Ruby
Contents
- 1 Ruby
- 1.1 High level components of Ruby
- 1.2 Implementation of Ruby
Ruby
High level components of Ruby
Need to talk about the overview of Ruby and what are the major components.
Rathijit will do it
SLICC + Coherence protocols:
Need to say what is SLICC and whats its purpose. Talk about high level strcture of a typical coherence protocol file, that SLICC uses to generate code. A simple example structure from protocol like MI_example can help here.
Nilay will do it
Protocol independent memory components
- Cache Memory
- Replacement Policies
- Memory Controller
Arka will do it
Interconnection Network
The interconnection network connects the various components of the memory hierarchy (cache, memory, dma controllers) together. There are 3 key parts to this:
- Topology specification: These are specified with python files that describe the topology (mesh/crossbar/ etc.), link latencies and link bandwidth. The network topology is thus configurable.
- Cycle-accurate network model: Garnet is a cycle accurate, pipelined, network model that builds and simulates the specified topology. It simulates the router pipeline and movement of flits across the network subject to the routing algorithm, latency and bandwidth constraints.
- Network Power model: The Orion power model is used to keep track of router and link activity in the network. It calculates both router static power and link and router dynamic power as flits move through the network.

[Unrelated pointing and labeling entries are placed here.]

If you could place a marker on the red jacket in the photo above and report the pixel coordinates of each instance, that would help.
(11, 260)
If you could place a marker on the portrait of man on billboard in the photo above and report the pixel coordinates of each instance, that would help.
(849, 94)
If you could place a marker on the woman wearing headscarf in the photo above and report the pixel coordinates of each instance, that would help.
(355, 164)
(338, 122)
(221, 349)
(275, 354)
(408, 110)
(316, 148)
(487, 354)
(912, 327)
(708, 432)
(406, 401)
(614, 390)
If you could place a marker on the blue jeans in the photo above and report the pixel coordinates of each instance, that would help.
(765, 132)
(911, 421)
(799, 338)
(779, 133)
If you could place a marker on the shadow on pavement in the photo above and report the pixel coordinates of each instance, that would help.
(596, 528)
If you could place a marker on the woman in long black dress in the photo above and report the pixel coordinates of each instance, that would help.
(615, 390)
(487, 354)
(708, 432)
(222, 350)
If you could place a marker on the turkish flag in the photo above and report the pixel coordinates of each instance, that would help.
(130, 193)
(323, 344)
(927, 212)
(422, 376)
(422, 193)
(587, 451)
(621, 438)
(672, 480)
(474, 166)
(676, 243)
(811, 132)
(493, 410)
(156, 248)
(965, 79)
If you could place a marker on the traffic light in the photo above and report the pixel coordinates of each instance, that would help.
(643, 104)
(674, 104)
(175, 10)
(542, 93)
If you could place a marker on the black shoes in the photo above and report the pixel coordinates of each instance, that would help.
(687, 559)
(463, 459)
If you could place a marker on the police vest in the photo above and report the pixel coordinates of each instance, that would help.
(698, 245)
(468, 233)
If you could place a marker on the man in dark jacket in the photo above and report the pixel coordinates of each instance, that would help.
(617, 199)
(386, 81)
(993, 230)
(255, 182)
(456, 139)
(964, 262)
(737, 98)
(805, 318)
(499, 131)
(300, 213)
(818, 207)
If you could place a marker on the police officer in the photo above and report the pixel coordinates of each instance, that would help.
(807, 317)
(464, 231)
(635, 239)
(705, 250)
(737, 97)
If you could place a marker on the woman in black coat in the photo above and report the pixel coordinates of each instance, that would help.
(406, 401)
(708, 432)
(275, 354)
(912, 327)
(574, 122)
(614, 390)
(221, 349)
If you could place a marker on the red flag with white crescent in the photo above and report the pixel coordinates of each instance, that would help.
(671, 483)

More details about the network model implementation are described here
Implementation of Ruby
Directory Structure
- src/mem/
- protocols: SLICC specification for coherence protocols
- slicc: implementation for SLICC parser and code generator
- ruby
- buffers: implementation for message buffers that are used for exchanging information between the cache, directory, memory controllers and the interconnect
- common: frequently used data structures, e.g. Address (with bit-manipulation methods), histogram, data block, basic types (int32, uint64, etc.)
- eventqueue: Ruby’s event queue mechanism for scheduling events
- filters: various Bloom filters
- network: Interconnect implementation, sample topology specification, network power calculations
- profiler: Profiling for cache events, memory controller events
- recorder: Cache warmup and access trace recording
- slicc_interface: Message data structure, various mappings (e.g. address to directory node), utility functions (e.g. conversion between address & int, convert address to cache line address)

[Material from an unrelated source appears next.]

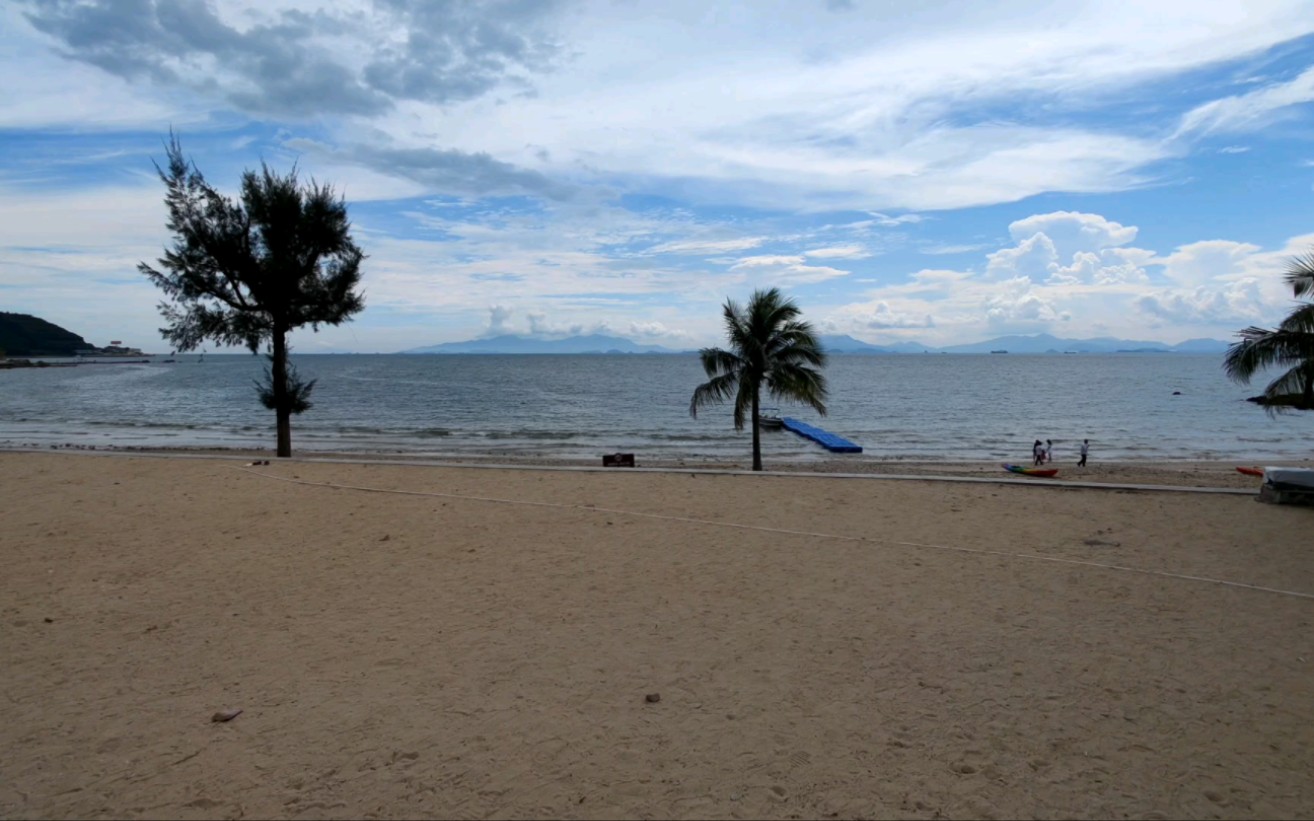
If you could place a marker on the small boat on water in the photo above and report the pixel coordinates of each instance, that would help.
(1041, 472)
(769, 419)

- system: Protocol independent memory components – CacheMemory, DirectoryMemory, Sequencer, RubyPort
SLICC
Explain functionality/ capability of SLICC Talk about AST, Symbols, Parser and code generation in some details but NO need to cover every file and/or functions. Few examples should suffice.
Nilay will do it
Protocols
Need to talk about each protocol being shipped. Need to talk about protocol specific configuration parameters. NO need to explain every action or every state/events, but need to give overall idea and how it works and assumptions (if any).
MI example
This is a simple cache coherence protocol that is used to illustrate protocol specification using SLICC.
Related Files
- src/mem/protocols
- MI_example-cache.sm: cache controller specification
- MI_example-dir.sm: directory controller specification
- MI_example-dma.sm: dma controller specification
- MI_example-msg.sm: message type specification
- MI_example.slicc: container file
Cache Hierarchy
This protocol assumes a 1-level cache hierarchy. The cache is private to each node. The caches are kept coherent by a directory controller. Since the hierarchy is only 1-level, there is no inclusion/exclusion requirement.

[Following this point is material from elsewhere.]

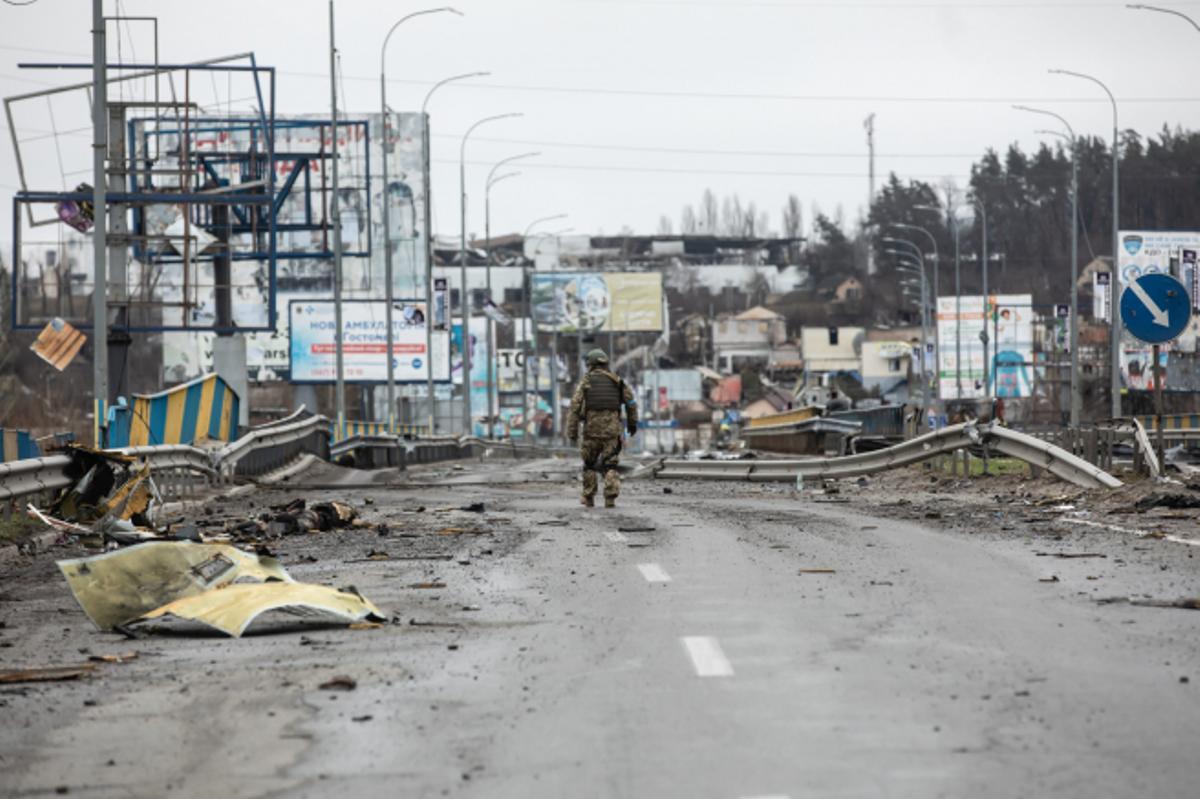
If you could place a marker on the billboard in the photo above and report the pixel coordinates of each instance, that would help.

Stable States and Invariants
- M : The cache block has been accessed (read/written) by this node. No other node holds a copy of the cache block
- I : The cache block at this node is invalid
Cache controller
- Requests, Responses, Triggers:
- Load, Instruction fetch, Store from the core
- Replacement from self
- Data from the directory controller
- Forwarded request (intervention) from the directory controller
- Writeback acknowledgement from the directory controller
- Invalidations from directory controller (on dma activity)
- Main Operation:
- On a load/Instruction fetch/Store request from the core:
- it checks whether the corresponding block is present in the M state. If so, it returns a hit
- otherwise, if in I state, it initiates a GETX request from the directory controller
- Note: This protocol does not differentiate between load and store requests
- On a load/Instruction fetch/Store request from the core:
- On a replacement trigger from self:
- it evicts the block, issues a writeback request to the directory controller
- it waits for acknowledgement from the directory controller
- Note: writebacks are acknowledged to prevent races
- On a replacement trigger from self:
- On a forwarded request from the directory controller:
- This means that the block was in M state at this node when the request was generated by some other node
- It sends the block directly to the requesting node (cache-to-cache transfer)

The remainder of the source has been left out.